A method for rapidly evaluating the cycling performance of a lithium iron phosphate positive electrode material, comprising:
respectively preparing a lithium iron phosphate positive electrode material to-be-detected sample and a lithium iron phosphate positive electrode material standard sample according to the same process to obtain a to-be-detected sample battery and a standard sample battery;
activating and sizing the battery to be tested and the standard battery under the same condition;
respectively charging the battery subjected to the activation constant volume treatment to a first target voltage, obtaining a charging platform voltage of a to-be-detected sample and a charging platform voltage of a standard sample through respective charging curves, and respectively collecting EIS spectrograms after first standing to obtain a first resistor of the to-be-detected sample and a first resistor of the standard sample;
the battery is subjected to charge-discharge circulation, and then EIS spectrograms are respectively collected in a full-charge state to obtain a second resistor of a sample to be detected and a second resistor of a standard sample;
and comparing the charging platform voltage of the to-be-detected sample with the charging platform voltage of the standard sample, the first resistor of the to-be-detected sample with the first resistor of the standard sample, the second resistor of the to-be-detected sample and the second resistor of the standard sample, and judging the relation between the cycle performance of the to-be-detected sample of the lithium iron phosphate anode material and the cycle performance of the standard sample of the lithium iron phosphate anode material according to the comparison result.

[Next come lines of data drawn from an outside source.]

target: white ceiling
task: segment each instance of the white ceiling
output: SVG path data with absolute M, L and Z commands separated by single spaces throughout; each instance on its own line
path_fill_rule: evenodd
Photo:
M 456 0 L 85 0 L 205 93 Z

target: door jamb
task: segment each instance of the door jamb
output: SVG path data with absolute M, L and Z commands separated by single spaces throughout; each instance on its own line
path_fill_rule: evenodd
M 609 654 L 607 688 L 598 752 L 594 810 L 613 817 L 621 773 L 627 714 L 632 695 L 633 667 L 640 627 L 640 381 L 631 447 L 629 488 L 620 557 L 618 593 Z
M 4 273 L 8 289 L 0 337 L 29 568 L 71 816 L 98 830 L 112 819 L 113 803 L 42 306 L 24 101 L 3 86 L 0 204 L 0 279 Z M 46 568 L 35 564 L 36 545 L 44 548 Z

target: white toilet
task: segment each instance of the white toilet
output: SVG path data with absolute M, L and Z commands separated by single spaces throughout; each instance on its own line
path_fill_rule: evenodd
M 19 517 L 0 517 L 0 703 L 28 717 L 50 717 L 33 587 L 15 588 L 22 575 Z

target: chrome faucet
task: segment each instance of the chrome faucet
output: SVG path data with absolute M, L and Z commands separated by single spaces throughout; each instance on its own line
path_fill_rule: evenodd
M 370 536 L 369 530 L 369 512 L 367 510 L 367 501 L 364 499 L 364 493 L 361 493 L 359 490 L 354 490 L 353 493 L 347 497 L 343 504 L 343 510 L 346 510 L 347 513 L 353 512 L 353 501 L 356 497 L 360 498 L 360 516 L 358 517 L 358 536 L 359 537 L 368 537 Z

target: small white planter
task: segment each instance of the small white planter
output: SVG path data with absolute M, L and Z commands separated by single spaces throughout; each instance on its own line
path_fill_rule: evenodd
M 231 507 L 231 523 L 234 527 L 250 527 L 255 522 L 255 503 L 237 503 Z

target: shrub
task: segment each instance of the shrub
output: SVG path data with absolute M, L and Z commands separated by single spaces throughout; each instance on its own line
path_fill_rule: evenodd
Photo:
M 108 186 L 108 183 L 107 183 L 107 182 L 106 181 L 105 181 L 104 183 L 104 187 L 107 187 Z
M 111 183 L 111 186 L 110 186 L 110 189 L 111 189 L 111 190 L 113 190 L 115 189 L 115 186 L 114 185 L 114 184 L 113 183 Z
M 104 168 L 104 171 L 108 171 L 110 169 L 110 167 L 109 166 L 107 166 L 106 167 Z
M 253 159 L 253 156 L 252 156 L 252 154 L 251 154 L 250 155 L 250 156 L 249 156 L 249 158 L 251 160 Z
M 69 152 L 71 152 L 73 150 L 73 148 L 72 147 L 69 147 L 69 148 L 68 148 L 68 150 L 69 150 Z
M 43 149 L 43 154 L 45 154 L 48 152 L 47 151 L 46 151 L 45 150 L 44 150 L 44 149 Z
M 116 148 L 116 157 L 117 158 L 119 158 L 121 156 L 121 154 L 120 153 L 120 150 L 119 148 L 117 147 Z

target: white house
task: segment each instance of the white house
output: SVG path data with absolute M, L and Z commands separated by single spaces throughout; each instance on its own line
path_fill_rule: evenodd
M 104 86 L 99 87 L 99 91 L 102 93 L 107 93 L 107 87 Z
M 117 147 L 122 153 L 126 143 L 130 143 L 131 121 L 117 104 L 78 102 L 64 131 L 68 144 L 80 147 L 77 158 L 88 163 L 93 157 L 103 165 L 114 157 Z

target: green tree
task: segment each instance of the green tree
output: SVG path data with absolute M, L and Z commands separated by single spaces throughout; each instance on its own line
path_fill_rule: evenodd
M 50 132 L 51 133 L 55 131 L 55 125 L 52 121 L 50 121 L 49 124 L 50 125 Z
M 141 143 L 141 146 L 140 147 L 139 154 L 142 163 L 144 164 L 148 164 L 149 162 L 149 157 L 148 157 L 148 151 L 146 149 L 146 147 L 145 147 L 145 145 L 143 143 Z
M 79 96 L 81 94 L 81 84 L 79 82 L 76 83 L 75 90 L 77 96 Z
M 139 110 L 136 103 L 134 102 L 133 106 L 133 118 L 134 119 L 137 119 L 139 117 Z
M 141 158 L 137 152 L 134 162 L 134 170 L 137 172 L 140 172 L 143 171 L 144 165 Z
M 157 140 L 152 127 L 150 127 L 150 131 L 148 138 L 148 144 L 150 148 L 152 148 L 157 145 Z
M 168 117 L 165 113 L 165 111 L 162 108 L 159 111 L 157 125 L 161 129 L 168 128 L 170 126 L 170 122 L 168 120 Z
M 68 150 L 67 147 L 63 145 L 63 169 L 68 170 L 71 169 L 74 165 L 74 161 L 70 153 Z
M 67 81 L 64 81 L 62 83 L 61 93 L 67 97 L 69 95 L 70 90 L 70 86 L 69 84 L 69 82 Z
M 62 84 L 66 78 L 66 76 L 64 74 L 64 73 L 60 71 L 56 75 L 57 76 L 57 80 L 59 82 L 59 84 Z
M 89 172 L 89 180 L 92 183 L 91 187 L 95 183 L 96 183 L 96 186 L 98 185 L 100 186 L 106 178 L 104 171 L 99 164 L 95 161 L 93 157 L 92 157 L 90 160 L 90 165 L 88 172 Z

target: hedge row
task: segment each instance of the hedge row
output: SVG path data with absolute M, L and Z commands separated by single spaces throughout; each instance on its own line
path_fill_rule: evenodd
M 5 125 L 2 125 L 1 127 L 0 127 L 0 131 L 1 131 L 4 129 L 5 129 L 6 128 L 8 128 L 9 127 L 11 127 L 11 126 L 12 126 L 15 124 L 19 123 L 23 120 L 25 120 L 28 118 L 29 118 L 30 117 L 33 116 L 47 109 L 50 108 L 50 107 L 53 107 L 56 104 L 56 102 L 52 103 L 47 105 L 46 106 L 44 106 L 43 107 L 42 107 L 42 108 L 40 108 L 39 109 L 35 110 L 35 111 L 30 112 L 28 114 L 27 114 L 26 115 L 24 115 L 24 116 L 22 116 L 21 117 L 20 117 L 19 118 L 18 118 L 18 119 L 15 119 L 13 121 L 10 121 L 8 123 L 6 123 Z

The main function of activating constant volume is to make the active material of electrode material fully participate in the reaction so as to make it reach an optimum state. The activation is complete as the activation treatment capacity reaches the maximum value at the activation current and remains unchanged. In general, a newly assembled battery may cause slow electrochemical reaction, incomplete capacity release due to insufficient contact between an electrolyte and an electrode active material, various resistances may be large when tested through EIS, and activation may be performed in several cycles of starting a cycle without performing an activation direct cycle test, so that the EIS data of the test may be inaccurate. Generally, the smaller the activation current, the more fully activated.
In an alternative embodiment, the criteria for the determination are:
if the charging platform voltage of the to-be-detected sample is larger than the charging platform voltage of the standard sample, the first resistance of the to-be-detected sample is larger than the first resistance of the standard sample, and the second resistance of the to-be-detected sample is larger than the second resistance of the standard sample, judging that the cycle performance of the to-be-detected sample of the lithium iron phosphate positive electrode material is lower than that of the standard sample of the lithium iron phosphate positive electrode material; and if the voltage of the charging platform of the to-be-detected sample is smaller than the voltage of the charging platform of the standard sample, the first resistance of the to-be-detected sample is smaller than the first resistance of the standard sample, and the second resistance of the to-be-detected sample is smaller than the second resistance of the standard sample, judging that the cycle performance of the to-be-detected sample of the lithium iron phosphate positive electrode material is high as Yu Linsuan of the standard sample of the lithium iron phosphate positive electrode material.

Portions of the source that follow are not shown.